Haaretz tried something this morning that feels curiously right in unexpected ways. To celebrate "Hebrew Book Week," the paper asked a dozen or so of Israel's best selling writers, Yoram Kaniuk, David Grossman, Etgar Keret, to go out and cover something. The result feels both reassuringly retro and visionary at the same time.
Retro, because the radically secular implication of Hebrew culture is not so easily taken for granted these days. When Netanyahu says "Jewish state," and both Shas spiritual leader Ovadia Yosef and Las Vegas spiritual leader Sheldon Adelson nod approvingly, I know I am in trouble. Actually, the very name of the week in question implicitly acknowledges a continuing (dare I say Zionist?) delight in the sheer novelty of a Jewish experience grounded in an inclusive national language. Which is why Israelis still celebrate "Hebrew Book Week," after all--something like the French ordering French fries. Adam Lebor captures this celebration in his lovely piece about Tel-Aviv in the current Condé Nast Traveler.
But there is another remarkable thing about the paper this morning. It reads like a bundle of fine blog posts.
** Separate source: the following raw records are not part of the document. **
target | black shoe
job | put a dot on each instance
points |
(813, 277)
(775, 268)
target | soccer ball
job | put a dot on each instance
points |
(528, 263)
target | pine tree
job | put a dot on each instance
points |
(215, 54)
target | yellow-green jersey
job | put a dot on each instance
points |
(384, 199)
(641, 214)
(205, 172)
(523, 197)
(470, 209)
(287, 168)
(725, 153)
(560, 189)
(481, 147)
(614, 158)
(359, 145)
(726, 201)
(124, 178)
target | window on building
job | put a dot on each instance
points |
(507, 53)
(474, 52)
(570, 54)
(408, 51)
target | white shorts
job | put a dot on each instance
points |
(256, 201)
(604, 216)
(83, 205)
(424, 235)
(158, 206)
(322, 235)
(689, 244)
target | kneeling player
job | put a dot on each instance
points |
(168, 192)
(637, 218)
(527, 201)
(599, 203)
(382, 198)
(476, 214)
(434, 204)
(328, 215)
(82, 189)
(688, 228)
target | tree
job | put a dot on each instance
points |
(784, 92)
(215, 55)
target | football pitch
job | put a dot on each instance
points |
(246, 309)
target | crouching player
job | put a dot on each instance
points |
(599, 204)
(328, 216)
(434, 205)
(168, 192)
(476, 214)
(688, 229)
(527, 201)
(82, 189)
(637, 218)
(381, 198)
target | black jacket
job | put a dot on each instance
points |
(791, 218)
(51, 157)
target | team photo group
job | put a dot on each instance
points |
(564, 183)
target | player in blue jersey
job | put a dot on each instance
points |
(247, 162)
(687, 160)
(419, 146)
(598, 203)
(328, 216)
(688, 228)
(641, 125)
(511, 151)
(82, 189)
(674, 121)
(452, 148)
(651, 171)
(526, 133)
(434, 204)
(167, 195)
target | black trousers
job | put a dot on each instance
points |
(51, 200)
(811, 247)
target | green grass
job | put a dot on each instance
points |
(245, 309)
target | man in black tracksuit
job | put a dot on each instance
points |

There is voice and creative engagement in these pieces, which does not mean a want of facts or rules of evidence. As Ram Oren put it on Israeli radio this morning, we have a hundred ways of getting (and Twittering) breaking news qua happenings: the Supreme Court issued this ruling, the earthquake was this number on the Richter scale. But getting at the truth is another matter, and a writer has to ask, as Oren asks (using a somewhat materialist phrase, but never mind), "what is the value-added?" Haaretz did not quite ask that question this morning. But I suspect that, if it will still be here 10 years from now, it has given us a peek at the way it will survive.